A Horror of a Night


       I had just texted a friend before I went to bed stating that I was too scared to think about what could happen next with all this COVID 19 stuff. I also said it could get worse... I didn't know that an hour later, one of my families worst nightmares would occur. I woke up around 12:30 hearing my dad say something loudly and shut our house door. Then I looked out my window to see a cop go down our driveway with my dad on a 4wheeler behind him. A minute later, I saw my mom and then my brother go down the driveway as well. At that moment I thought "whats going on?" and "Did we get robbed at my dad's shop and office?". But after looking at the building down the drive way more, I saw smoke and fire coming out of the roof of the building. In that moment,I just watched for a few minutes and I think I was in shock and didn't know what to do. I then pulled a sweatshirt over my shirt, put shoes on and ran out the door to my car. Once I got down the driveway to the building, all I saw was flames consuming the one side of the building and smoke coming out everywhere.
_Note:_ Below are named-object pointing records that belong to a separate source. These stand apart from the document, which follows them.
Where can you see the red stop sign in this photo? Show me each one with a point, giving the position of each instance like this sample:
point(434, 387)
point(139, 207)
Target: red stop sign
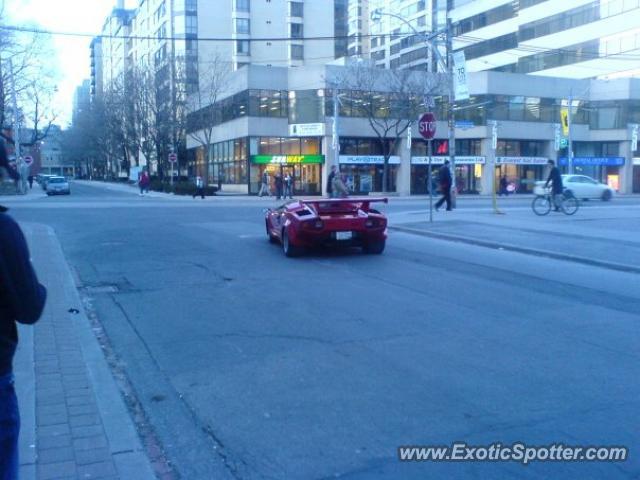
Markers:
point(427, 125)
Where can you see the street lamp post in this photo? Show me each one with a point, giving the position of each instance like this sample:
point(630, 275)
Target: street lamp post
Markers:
point(447, 67)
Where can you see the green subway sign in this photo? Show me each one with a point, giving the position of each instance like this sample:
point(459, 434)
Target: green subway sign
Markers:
point(287, 159)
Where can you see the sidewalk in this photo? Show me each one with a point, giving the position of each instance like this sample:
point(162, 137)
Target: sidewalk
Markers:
point(603, 235)
point(75, 424)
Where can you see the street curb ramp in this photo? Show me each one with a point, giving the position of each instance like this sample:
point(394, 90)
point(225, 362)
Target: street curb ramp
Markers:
point(516, 248)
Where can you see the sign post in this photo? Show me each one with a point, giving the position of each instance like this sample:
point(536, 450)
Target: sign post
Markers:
point(173, 158)
point(427, 128)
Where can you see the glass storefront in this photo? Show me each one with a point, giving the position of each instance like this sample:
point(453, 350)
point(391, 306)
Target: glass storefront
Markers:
point(362, 164)
point(635, 185)
point(229, 165)
point(299, 157)
point(598, 160)
point(468, 174)
point(362, 179)
point(522, 162)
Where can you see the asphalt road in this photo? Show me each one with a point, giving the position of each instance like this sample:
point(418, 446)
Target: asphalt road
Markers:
point(250, 365)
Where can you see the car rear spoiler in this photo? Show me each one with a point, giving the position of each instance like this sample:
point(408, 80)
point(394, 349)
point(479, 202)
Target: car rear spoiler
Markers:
point(364, 202)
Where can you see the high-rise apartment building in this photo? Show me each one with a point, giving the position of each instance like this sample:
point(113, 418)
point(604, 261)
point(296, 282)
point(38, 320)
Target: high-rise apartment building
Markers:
point(96, 80)
point(81, 100)
point(572, 38)
point(273, 32)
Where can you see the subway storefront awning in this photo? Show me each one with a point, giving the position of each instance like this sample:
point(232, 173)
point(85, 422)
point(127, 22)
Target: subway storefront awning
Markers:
point(286, 159)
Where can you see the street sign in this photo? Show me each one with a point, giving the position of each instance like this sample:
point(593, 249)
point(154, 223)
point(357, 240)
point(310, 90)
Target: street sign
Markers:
point(494, 135)
point(427, 125)
point(460, 86)
point(464, 124)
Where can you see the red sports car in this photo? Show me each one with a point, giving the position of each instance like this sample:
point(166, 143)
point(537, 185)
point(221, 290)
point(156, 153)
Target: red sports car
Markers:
point(310, 223)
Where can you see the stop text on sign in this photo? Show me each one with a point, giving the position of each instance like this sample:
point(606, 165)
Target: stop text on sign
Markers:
point(427, 125)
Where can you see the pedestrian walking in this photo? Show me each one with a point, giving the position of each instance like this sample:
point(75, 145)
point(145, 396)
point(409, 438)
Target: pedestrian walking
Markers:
point(444, 178)
point(144, 182)
point(330, 178)
point(279, 184)
point(556, 185)
point(504, 184)
point(264, 187)
point(22, 300)
point(340, 189)
point(199, 187)
point(288, 185)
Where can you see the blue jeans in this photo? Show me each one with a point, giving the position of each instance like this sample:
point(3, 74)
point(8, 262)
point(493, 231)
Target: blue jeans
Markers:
point(9, 429)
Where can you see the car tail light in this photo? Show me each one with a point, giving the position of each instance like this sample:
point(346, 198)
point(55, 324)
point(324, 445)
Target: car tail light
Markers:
point(316, 224)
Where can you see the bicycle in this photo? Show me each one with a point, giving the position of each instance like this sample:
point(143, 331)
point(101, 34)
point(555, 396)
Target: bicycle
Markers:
point(542, 204)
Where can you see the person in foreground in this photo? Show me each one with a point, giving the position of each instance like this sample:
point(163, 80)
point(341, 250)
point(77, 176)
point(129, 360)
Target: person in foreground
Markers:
point(556, 185)
point(22, 300)
point(444, 178)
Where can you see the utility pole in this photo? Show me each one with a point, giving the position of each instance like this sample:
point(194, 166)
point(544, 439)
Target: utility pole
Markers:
point(335, 141)
point(569, 139)
point(20, 167)
point(451, 114)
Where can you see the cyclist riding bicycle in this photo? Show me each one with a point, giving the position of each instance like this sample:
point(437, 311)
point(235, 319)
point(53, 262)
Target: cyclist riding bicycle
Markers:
point(556, 185)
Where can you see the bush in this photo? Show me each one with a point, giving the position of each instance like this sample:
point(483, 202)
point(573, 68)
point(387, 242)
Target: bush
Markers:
point(179, 188)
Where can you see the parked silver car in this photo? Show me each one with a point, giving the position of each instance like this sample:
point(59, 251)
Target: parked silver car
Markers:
point(582, 187)
point(57, 186)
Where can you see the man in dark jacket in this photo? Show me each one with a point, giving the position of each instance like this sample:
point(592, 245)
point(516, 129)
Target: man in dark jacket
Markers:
point(556, 185)
point(279, 184)
point(22, 300)
point(444, 178)
point(330, 178)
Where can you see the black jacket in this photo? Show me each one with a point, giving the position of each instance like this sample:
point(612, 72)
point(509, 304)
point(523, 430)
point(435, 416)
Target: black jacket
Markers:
point(330, 182)
point(22, 298)
point(444, 177)
point(556, 179)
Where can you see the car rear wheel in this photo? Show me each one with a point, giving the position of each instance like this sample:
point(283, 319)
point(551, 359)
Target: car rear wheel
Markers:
point(375, 247)
point(272, 239)
point(288, 249)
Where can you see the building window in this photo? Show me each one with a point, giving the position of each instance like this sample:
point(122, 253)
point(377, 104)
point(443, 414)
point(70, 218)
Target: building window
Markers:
point(296, 30)
point(242, 5)
point(242, 25)
point(296, 9)
point(297, 52)
point(191, 24)
point(161, 33)
point(243, 47)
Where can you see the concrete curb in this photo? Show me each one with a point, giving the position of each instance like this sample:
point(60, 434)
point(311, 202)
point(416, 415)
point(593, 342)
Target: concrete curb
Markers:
point(124, 445)
point(516, 248)
point(126, 448)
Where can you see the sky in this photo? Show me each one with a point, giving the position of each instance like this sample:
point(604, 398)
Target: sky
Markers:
point(71, 53)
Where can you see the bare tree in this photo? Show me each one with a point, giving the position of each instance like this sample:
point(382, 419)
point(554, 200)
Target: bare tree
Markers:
point(145, 113)
point(205, 114)
point(391, 101)
point(31, 78)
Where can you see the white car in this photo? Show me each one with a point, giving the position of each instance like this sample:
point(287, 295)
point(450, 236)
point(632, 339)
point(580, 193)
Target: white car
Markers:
point(582, 187)
point(57, 186)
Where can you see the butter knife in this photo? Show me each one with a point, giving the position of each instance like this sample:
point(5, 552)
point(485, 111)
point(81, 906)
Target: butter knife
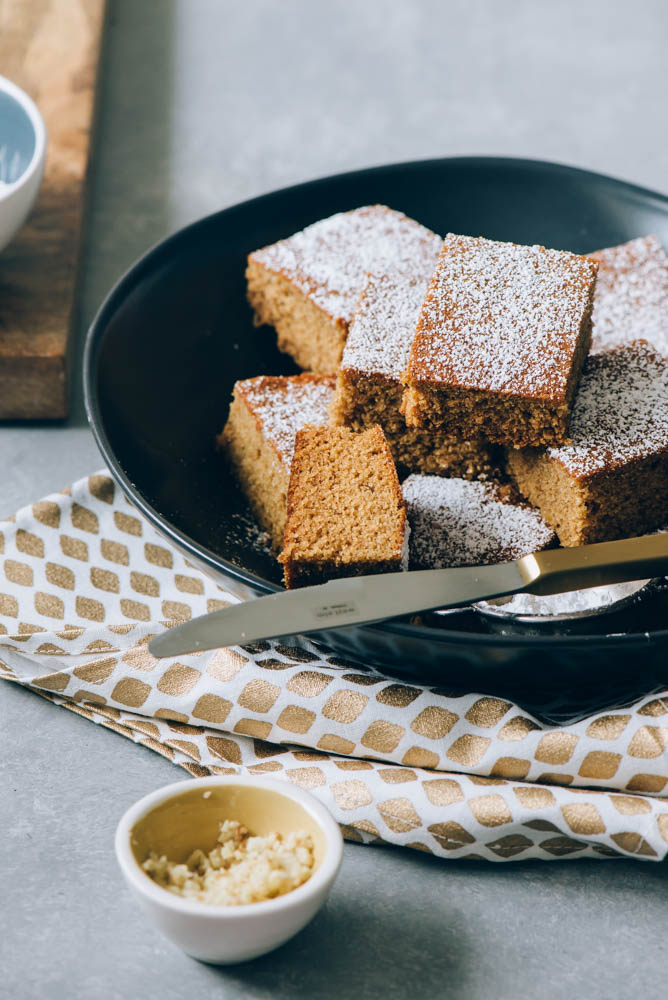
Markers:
point(362, 600)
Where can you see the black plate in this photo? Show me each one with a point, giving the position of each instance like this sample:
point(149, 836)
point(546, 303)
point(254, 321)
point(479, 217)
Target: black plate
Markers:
point(176, 333)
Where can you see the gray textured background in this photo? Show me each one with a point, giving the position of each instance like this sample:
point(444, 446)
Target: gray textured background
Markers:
point(204, 103)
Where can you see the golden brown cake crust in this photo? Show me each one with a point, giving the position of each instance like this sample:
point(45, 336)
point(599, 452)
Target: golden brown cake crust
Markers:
point(346, 514)
point(611, 480)
point(369, 389)
point(501, 340)
point(258, 438)
point(308, 285)
point(455, 522)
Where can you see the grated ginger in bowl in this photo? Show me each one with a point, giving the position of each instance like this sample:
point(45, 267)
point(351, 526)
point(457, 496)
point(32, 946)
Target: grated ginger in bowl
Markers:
point(240, 869)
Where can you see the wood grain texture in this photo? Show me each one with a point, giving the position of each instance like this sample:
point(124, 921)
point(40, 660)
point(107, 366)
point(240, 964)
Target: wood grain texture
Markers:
point(51, 49)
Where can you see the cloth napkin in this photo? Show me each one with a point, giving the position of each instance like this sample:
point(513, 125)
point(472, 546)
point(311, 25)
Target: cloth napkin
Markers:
point(85, 582)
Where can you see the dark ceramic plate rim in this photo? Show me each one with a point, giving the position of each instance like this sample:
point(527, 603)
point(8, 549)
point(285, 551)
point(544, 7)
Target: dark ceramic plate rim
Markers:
point(153, 258)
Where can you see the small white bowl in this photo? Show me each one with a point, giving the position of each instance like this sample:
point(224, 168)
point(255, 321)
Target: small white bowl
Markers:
point(22, 157)
point(183, 816)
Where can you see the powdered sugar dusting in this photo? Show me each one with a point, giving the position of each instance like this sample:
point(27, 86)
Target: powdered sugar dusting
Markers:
point(455, 522)
point(502, 317)
point(631, 295)
point(620, 413)
point(329, 260)
point(286, 404)
point(575, 602)
point(383, 326)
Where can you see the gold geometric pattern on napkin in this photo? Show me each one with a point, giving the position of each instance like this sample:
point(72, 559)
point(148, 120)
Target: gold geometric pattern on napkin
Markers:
point(85, 581)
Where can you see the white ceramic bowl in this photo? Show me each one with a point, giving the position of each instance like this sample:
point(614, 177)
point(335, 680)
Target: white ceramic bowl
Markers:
point(22, 156)
point(180, 817)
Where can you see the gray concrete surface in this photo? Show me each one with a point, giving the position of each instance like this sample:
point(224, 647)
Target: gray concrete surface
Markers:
point(204, 103)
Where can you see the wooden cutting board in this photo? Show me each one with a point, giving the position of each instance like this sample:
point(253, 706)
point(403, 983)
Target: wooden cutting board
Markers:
point(51, 49)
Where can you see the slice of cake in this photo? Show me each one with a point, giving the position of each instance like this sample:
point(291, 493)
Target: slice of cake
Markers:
point(259, 436)
point(500, 344)
point(631, 296)
point(307, 286)
point(369, 388)
point(454, 522)
point(346, 515)
point(611, 481)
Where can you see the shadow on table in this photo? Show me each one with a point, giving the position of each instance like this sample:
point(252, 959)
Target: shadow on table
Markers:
point(371, 947)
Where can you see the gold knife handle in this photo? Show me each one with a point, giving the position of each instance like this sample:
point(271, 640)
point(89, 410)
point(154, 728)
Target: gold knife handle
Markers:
point(557, 570)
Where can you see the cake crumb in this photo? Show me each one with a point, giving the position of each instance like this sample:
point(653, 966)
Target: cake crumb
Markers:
point(240, 869)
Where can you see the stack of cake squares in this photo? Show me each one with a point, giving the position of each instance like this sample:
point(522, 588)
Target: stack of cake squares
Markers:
point(485, 399)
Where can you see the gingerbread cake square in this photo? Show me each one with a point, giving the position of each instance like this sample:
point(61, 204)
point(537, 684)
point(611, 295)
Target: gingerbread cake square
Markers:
point(346, 515)
point(500, 344)
point(455, 522)
point(631, 296)
point(611, 480)
point(307, 286)
point(369, 389)
point(259, 436)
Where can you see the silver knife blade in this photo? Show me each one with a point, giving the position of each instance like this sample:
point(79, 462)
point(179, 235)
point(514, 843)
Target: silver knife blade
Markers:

I ran to my mom and all I could say was "OMG” and "Why is this happening to us?" with my whole body shaking. In that moment, we just had streams of tears as we watched the building burn and firefighters trying to put it out. It felt like that moment was like a tragic part of a TV show or movie turned into reality. How could this really be happening? I remember my dad just saying, "Well, we just lost it all". I knew that all my work stuff was in my dads office and memorable treasures that I kept in the other half of the building. I was just hoping they could save it in time... We saw truck after truck come in with water to help put it out. They were volunteer firefighters from all over the place in our county.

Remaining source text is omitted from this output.